Time to relapse was predictive of survival post relapse in patients with stage 1, stage 2, or no MYCN amplification, but it was not independently predictive, she said.
My Take
Time to Relapse Useful for Determining Trial Eligibility
The observation that time to relapse predicts survival in neuroblastoma is made possible by the analysis of a large international collaborative database. Given the unique biology of neuroblastoma and the extreme clinical heterogeneity that impacts its natural history despite therapy and initial response to therapy, this finding will be important as new agents become available for investigation in this disease and especially when nontraditional end points such as time to progression and progression-free survival are considered.

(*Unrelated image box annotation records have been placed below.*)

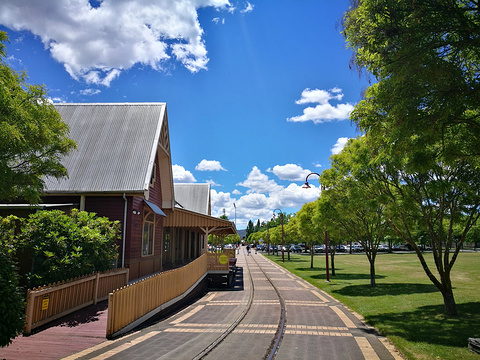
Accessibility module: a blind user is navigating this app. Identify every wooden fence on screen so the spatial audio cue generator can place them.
[107,254,207,337]
[24,269,129,334]
[207,249,235,271]
[106,250,235,337]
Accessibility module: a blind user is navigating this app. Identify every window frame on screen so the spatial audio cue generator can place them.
[141,211,155,257]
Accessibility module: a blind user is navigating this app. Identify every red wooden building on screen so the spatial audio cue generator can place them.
[1,103,236,279]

In addition, refining and enriching patient populations for some degree of biological homogeneity is important, not only for the purpose of accurately defining activity of a specific investigational agent in this specific disease, but also for potentially identifying a group of patients with relapsed disease who may be candidates for more conventional or standard salvage therapy approaches. This will also aid in defining eligibility criteria and estimating accrual requirements for investigational approaches.
Vitals
GREGORY H. REAMAN, M.D., is chair of the United States–based Children's Oncology Group. He is also a professor of pediatrics at George Washington University School of Medicine and Health and member of the Division of Hematology-Oncology at the Children's National Medical Center, both in Washington.